Herbs and aromatics generally fall into three functional categories: immune modulators, antimicrobials, and immunostimulants. Immune modulators help balance and strengthen overall immune function, antimicrobials work to combat harmful microbes, and immunostimulants provide a more immediate activation of the immune response when the body needs extra support. Together, these three actions help the immune system perform at its best.

Immune Modulators 

Immune modulators help balance and strengthen the immune system over time. Rather than acting as a quick, reactive fix, these proactive herbs support healthy cell signaling, allowing the immune system to function more efficiently and resiliently overall. Mushrooms, astragalus (commonly available as a supplement in health food stores), and elderberry are well-known immune modulators. Many people take elderberry syrup regularly during the winter months to help support immune defenses against seasonal illnesses like the flu.
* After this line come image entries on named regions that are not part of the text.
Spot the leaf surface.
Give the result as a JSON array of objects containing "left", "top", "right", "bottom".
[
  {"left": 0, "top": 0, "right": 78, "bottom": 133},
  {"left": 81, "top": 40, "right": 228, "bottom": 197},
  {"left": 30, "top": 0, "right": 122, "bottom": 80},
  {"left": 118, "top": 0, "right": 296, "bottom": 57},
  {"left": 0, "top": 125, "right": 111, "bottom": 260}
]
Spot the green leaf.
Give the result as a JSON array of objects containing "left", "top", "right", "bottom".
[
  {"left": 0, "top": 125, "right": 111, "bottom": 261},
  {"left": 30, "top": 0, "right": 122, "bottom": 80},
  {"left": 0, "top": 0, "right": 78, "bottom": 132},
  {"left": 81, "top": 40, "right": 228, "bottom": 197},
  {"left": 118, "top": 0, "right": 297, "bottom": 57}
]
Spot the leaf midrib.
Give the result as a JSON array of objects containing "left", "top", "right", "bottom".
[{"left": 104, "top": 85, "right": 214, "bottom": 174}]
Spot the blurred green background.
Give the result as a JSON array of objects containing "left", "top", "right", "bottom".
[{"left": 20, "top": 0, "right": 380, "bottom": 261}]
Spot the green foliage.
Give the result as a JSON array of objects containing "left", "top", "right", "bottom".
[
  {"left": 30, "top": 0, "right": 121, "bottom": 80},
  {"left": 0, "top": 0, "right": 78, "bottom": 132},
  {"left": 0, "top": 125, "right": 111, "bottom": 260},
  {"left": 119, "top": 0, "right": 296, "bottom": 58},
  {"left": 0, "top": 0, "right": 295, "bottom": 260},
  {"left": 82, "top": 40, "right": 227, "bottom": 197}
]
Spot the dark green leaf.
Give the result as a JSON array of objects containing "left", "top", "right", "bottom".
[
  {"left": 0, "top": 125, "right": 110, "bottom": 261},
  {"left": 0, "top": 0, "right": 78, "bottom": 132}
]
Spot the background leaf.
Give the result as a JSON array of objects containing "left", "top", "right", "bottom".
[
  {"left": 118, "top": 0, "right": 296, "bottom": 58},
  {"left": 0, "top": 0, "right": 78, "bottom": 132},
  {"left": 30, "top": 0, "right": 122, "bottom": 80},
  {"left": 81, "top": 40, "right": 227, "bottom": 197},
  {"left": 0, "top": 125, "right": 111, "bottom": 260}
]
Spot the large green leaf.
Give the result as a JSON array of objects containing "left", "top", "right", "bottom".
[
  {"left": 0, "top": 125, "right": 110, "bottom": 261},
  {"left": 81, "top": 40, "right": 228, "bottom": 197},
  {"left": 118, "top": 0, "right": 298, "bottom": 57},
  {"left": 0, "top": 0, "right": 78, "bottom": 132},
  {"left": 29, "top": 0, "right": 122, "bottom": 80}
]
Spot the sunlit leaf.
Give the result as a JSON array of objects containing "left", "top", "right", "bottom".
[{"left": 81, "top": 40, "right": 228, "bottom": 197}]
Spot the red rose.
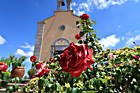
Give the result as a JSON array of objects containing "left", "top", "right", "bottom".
[
  {"left": 75, "top": 34, "right": 82, "bottom": 40},
  {"left": 0, "top": 62, "right": 8, "bottom": 72},
  {"left": 36, "top": 68, "right": 51, "bottom": 77},
  {"left": 60, "top": 43, "right": 94, "bottom": 77},
  {"left": 30, "top": 56, "right": 37, "bottom": 62},
  {"left": 36, "top": 62, "right": 48, "bottom": 70},
  {"left": 49, "top": 57, "right": 56, "bottom": 62},
  {"left": 80, "top": 14, "right": 90, "bottom": 20},
  {"left": 133, "top": 55, "right": 140, "bottom": 61}
]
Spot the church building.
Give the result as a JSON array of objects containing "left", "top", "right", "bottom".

Aromatic foods also play an important role in supporting immune health. Ingredients such as garlic, onions, ginger, horseradish, and hot peppers help stimulate circulation, promote healthy mucus flow, aid digestion, and support the body’s natural ability to clear pathogens. A simple way to incorporate these benefits is by soaking fresh ginger slices in water overnight and sipping the infusion throughout the next day.

In addition to aromatics, culinary herbs like oregano and thyme also help modulate immune function. Adding these flavorful ingredients to meals whenever possible is an easy and delicious way to support overall immune health.

Antimicrobials 

Antimicrobials help protect the body by fighting harmful microbes, including viruses, bacteria, and fungi. They possess natural disinfectant and antiseptic properties that support the body’s defense against infection. While many antimicrobial herbs act broadly against a range of pathogens, some are more targeted and work best against specific types of microbes. These herbs can be especially helpful in supporting the body during infections affecting the respiratory system, digestive tract, skin, and other areas.
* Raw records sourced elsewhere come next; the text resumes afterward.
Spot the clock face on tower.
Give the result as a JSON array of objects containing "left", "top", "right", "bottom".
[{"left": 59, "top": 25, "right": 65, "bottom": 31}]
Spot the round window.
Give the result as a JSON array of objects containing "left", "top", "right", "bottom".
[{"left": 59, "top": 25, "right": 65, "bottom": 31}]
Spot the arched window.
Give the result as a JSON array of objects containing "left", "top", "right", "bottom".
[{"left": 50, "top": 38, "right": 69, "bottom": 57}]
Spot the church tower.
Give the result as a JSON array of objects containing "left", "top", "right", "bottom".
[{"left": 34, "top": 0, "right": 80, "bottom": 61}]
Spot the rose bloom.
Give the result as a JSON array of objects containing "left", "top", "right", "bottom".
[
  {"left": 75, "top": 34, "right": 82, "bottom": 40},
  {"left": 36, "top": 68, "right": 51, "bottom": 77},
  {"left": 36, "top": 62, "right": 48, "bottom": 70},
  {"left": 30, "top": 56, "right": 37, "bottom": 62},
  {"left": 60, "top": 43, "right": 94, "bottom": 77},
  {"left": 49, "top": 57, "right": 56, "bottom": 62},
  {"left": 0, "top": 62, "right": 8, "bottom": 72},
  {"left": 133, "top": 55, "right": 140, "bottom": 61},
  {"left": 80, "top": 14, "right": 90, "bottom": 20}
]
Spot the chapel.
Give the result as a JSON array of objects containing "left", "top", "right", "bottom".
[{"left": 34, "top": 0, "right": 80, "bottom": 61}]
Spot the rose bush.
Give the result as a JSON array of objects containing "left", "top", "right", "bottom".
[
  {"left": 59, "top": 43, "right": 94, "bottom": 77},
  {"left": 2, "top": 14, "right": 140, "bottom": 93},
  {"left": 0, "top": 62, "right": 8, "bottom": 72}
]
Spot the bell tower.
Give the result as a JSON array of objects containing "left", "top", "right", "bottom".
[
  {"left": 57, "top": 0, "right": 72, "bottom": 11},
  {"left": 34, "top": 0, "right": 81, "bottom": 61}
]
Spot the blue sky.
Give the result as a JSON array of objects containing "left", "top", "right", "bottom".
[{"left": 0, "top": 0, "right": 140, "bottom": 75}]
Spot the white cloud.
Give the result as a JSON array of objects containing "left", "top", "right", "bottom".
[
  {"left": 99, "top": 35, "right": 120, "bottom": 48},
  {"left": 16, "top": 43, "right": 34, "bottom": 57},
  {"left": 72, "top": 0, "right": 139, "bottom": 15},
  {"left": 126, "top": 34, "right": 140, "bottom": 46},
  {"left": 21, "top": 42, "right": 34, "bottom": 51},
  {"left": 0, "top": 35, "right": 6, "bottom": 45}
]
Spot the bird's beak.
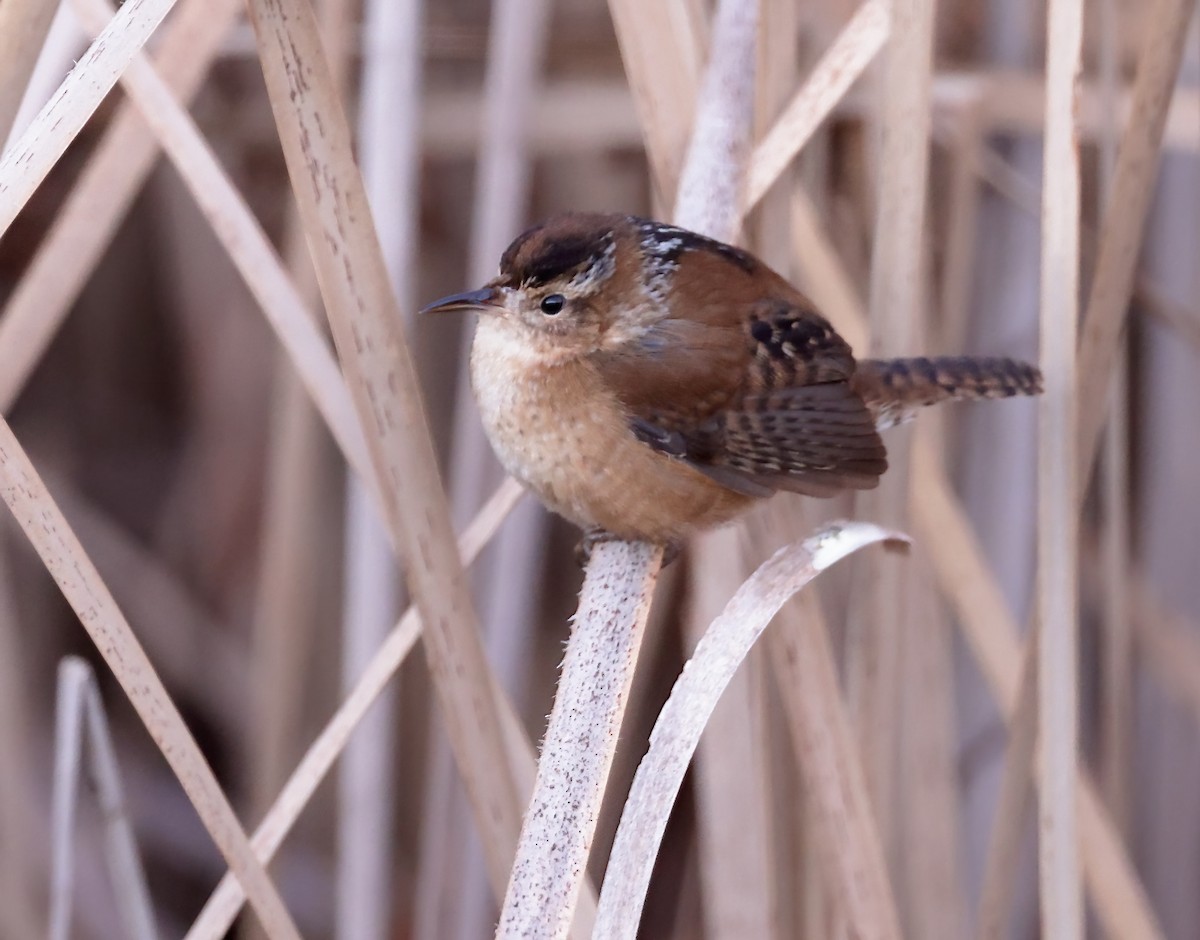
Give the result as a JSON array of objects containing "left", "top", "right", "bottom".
[{"left": 421, "top": 287, "right": 504, "bottom": 313}]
Common examples of antimicrobials include oregano, thyme, ginger (fresh), sage, garlic (especially raw), onions, and lemon balm.  The company Traditional Medicinals makes a delicious lemon balm tea.  I buy mine at Whole Foods, but I’m sure other stores sell it as well.  Check it out – it is very mild and soothing!
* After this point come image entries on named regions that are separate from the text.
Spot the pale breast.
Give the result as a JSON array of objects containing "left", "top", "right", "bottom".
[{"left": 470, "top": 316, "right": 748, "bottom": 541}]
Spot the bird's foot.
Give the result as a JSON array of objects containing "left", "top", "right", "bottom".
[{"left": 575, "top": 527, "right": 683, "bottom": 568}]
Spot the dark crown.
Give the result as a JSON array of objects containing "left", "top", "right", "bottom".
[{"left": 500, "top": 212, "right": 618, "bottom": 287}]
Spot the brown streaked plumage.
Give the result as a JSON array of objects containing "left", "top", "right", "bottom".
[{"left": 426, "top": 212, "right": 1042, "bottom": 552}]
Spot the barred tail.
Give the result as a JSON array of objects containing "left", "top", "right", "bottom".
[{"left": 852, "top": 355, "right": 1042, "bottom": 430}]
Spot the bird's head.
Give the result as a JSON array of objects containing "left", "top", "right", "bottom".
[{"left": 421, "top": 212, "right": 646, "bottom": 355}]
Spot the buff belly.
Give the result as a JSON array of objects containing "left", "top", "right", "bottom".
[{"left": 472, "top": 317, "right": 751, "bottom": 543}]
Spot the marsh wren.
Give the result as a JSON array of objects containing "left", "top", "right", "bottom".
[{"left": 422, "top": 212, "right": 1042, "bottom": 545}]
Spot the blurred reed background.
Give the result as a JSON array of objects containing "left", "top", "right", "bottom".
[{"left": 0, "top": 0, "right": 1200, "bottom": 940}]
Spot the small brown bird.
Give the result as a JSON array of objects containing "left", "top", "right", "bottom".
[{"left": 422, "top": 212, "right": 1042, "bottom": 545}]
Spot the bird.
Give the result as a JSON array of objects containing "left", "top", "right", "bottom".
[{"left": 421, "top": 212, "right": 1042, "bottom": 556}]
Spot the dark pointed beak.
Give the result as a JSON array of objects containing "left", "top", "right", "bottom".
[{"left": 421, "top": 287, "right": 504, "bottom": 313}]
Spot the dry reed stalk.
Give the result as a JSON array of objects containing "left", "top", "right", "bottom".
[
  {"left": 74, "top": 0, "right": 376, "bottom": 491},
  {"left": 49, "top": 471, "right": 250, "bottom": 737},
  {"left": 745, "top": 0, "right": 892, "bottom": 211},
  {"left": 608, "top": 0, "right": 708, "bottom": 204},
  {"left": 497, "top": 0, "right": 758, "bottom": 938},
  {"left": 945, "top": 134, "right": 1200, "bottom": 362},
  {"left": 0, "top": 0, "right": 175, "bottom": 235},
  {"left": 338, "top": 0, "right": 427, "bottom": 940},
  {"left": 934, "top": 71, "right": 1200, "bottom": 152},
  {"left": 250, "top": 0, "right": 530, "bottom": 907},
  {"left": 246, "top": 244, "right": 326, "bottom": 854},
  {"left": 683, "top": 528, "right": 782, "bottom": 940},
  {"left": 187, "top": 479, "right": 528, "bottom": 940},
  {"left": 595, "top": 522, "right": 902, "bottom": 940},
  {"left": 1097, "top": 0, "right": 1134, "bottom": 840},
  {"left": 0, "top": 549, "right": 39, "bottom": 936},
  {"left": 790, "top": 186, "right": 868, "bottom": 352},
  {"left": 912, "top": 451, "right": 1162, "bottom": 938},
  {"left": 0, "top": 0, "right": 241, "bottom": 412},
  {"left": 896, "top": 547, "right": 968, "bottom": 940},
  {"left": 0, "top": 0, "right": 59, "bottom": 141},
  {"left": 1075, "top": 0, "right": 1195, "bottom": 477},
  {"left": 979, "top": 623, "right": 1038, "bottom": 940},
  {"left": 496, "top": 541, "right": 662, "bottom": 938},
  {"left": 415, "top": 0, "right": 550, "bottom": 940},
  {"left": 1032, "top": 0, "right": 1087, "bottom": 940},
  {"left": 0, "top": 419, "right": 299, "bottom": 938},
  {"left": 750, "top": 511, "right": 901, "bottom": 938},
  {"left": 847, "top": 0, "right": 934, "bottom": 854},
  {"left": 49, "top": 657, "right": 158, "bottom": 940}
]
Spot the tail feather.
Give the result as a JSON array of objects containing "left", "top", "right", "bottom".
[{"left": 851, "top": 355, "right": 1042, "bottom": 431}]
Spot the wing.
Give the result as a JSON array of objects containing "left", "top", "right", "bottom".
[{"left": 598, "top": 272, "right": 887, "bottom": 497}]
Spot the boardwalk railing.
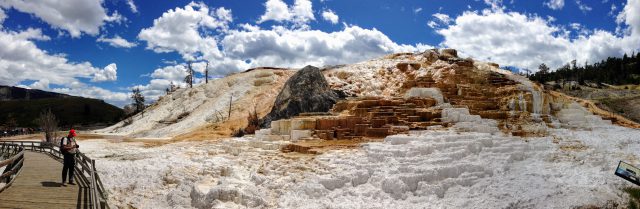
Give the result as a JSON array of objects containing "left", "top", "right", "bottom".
[
  {"left": 0, "top": 144, "right": 24, "bottom": 192},
  {"left": 0, "top": 141, "right": 109, "bottom": 208}
]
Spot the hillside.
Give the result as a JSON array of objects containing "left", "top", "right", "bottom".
[
  {"left": 529, "top": 53, "right": 640, "bottom": 122},
  {"left": 82, "top": 49, "right": 640, "bottom": 208},
  {"left": 96, "top": 69, "right": 294, "bottom": 139},
  {"left": 0, "top": 86, "right": 124, "bottom": 127}
]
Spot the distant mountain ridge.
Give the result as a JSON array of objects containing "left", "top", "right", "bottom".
[
  {"left": 0, "top": 85, "right": 73, "bottom": 101},
  {"left": 0, "top": 86, "right": 124, "bottom": 128}
]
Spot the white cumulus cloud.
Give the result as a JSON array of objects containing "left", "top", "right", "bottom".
[
  {"left": 322, "top": 9, "right": 339, "bottom": 24},
  {"left": 91, "top": 63, "right": 118, "bottom": 82},
  {"left": 127, "top": 0, "right": 138, "bottom": 13},
  {"left": 437, "top": 9, "right": 640, "bottom": 71},
  {"left": 544, "top": 0, "right": 564, "bottom": 10},
  {"left": 0, "top": 28, "right": 127, "bottom": 105},
  {"left": 136, "top": 1, "right": 432, "bottom": 99},
  {"left": 96, "top": 35, "right": 138, "bottom": 48},
  {"left": 258, "top": 0, "right": 315, "bottom": 27},
  {"left": 0, "top": 0, "right": 116, "bottom": 37},
  {"left": 138, "top": 2, "right": 233, "bottom": 60},
  {"left": 576, "top": 0, "right": 593, "bottom": 13}
]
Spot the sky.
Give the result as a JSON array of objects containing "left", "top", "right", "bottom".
[{"left": 0, "top": 0, "right": 640, "bottom": 107}]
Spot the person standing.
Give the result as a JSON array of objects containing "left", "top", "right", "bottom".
[{"left": 60, "top": 128, "right": 80, "bottom": 186}]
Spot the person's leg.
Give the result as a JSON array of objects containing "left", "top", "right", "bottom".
[
  {"left": 68, "top": 155, "right": 76, "bottom": 184},
  {"left": 62, "top": 155, "right": 69, "bottom": 186}
]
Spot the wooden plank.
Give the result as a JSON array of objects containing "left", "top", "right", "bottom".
[{"left": 0, "top": 152, "right": 89, "bottom": 208}]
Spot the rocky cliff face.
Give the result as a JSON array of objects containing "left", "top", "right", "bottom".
[{"left": 261, "top": 66, "right": 338, "bottom": 127}]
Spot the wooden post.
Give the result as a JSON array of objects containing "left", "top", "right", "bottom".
[{"left": 90, "top": 159, "right": 100, "bottom": 208}]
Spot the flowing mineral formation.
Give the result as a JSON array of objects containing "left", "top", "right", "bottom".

Echinacea is another herb commonly used for its antimicrobial properties. While many people reach for echinacea once they begin feeling sick, it can also be used proactively to help support the body’s defenses. In addition to helping fight germs, these herbs may promote healthy digestion and can even be applied topically to support the skin’s natural protection against microbes.

So what should you do when you start to feel run down or notice the first signs of illness? This is where immunostimulants come into play…

Immunostimulants 

Immunostimulants help activate the immune system quickly, allowing the body to respond more effectively to infections. Many also offer antiviral, antibacterial, and antifungal benefits, providing broad support during times of illness. These herbs are typically best used short term, especially at the first signs of a cold, flu, or other infection. Common examples include garlic and echinacea.

It’s important to note that some individuals may be sensitive or allergic to echinacea, and in certain cases it may trigger an autoimmune flare. If you notice any adverse reaction, discontinue use immediately. Those with autoimmune conditions should also consult a healthcare professional before using immunostimulant herbs, as they may not be appropriate for everyone.

If you are beginning to feel sick, then don’t forget to increase the amount and frequency of elderberry in your daily diet.  Also, make sure that you are not falling short on the various items mentioned above (under Immune Modulators) and getting extra sleep. 

A recommended drink to make at the first sign of an illness is Ginger Thermos Tea.  It is easy to make, very soothing, and feels great when you are not at your best. 

Ginger Thermos Tea

Taste For Life – Maria Noel Groves

Ingredients

1-inch chunk fresh ginger, thinly sliced or grated (no need to peel)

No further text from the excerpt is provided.